When grading a student's performance, determining the assessment factors is a substantial step in course evaluation. The aim of this paper is to improve the quality of the assessment criteria for our Computer Engineering Department's graduation reports. We employ machine learning methods to identify the most important evaluation rubrics that affect the overall grade given to graduation projects. First, we eliminate the redundant factors by computing the correlations between them. Second, we apply K-Means & Hierarchical Clustering methods and third, we analyze the proportion of variance values to find the sufficient amount of eigen values to explain the data. Our results show that Overall Performance is the most important, whereas References is the least important evaluation rubric affecting the graduation project grades.

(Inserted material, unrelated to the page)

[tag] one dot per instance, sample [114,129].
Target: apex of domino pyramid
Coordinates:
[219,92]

The techniques we use can be used to analyze the graduation rubric grading practices and also to come up with an equivalent rubric with smaller set of questions.
机译:评分学生的表现时,确定评估因素是课程评估中的实质性步骤。本文的目的是提高计算机工程署毕业报告的评估标准的质量。我们采用机器学习方法来确定影响毕业项目的整体成绩的最重要的评估策略。首先,我们通过计算它们之间的相关性来消除冗余因素。其次,我们应用K-means和分层聚类方法和第三,我们分析方差值的比例,以找到足够的eIgen值来解释数据。我们的结果表明,整体性能是最重要的,而参考资料是影响毕业项目成绩的重要评估量度。我们使用的技术可用于分析毕业标题分级实践,并提出等效的标题,具有较小的问题。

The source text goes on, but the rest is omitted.